Colleges ponder making sports a major

Colleges may soon need to include football, soccer and a handful of other sports in their course books. Yes, in their course books.

A recent New York Times article detailed the current debate over the possibility of allowing college recruits to major in their respective sports. Instead of balancing hours and hours of football practice with hours and hours of calculus homework, new curriculums would adapt to the demanding schedules of college athletes.

Florida State University’s professor of educational psychology, David Pargman, and Syracuse University’s director of public affairs, William D. Coplin, are two noteworthy advocates. They propose that the more common subjects, like math English and history, be replaced with sports related classes, like anatomy and physiology or kinesiology and nutrition, which would revolve around the college athlete’s main sports major.

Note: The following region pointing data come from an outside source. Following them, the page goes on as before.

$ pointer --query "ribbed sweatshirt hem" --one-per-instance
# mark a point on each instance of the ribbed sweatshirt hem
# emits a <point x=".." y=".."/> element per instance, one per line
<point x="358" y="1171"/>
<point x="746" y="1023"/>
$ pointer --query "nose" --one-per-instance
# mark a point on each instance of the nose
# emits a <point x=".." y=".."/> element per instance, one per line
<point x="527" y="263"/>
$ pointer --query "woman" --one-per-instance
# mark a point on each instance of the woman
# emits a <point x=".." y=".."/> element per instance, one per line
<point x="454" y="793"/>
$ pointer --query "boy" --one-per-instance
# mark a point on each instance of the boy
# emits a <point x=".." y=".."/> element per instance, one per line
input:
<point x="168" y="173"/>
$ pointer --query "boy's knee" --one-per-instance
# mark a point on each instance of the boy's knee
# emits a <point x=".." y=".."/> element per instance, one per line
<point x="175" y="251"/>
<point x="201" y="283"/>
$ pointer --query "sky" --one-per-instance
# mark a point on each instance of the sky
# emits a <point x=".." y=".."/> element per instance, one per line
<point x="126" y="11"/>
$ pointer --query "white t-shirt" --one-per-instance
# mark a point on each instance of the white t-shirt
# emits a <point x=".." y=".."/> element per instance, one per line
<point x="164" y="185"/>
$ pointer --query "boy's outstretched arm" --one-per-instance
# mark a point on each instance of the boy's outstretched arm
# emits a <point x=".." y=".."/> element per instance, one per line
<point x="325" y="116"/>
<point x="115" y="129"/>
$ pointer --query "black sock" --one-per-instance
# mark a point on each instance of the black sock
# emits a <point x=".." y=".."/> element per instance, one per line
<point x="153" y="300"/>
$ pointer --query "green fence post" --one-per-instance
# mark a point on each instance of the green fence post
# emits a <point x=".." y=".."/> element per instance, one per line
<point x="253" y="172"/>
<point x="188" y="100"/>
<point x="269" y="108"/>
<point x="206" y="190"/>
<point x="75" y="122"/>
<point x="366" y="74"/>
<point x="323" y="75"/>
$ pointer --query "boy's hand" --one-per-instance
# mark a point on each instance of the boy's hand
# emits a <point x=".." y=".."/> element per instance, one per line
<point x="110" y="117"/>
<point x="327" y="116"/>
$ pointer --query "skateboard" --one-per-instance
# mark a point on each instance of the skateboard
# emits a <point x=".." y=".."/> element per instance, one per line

Several members of the Staples community disagree with this proposition.

“I think the whole thing is ridiculous, to be quite honest,” Staples football coach Marce Petroccio said. “You’re just opening up such a can of worms.” Petroccio is in good company, seeing as many other educators nationwide are also in opposition to allowing students to major in their sport.
Although Pargman and Coplin argue that sports curriculums would improve players’ career-building skills, Staples athletes believe that sports majors would not provide the same level of education as the classroom environment.

“As soon as a lacrosse player gets out of college they need a job because the professional lacrosse league is very underpaid,” varsity lacrosse player Tanner Wood ’17 said. “[Students] need to study something that would help out for their future.”

The future of college athletes is exactly what Pargman and Coplin aim to improve, claiming that those striving for the professional league would benefit from a curriculum centered around their commitment to sports.

“Being allowed to major in your sport in college is great for an athlete who wants to play at the professional level,” varsity soccer player Charlotte Rossi ’17 agreed. “But there are lots of student athletes who are not only going to college to play their sport.”
Unfortunately for most, the NCAA estimates that only 2 percent of athletes make it to the professional level, leaving the other 98 percent with a single question after they graduate college: ‘what do I do now?’

“What are you going to say, ‘I majored in football’?,” Petroccio sarcastically inquired. “How are you going to get a job?”

Staples Alum and Dartmouth soccer goalie James Hickock ’13 agrees that college athletes need to think in terms of the big picture. “Arguably one of the most important parts of going to college is taking new classes and finding new interests along the way,” Hickock said. “And if athletes were given the opportunity to both play and study the same sport each day, it would take away from that experience.”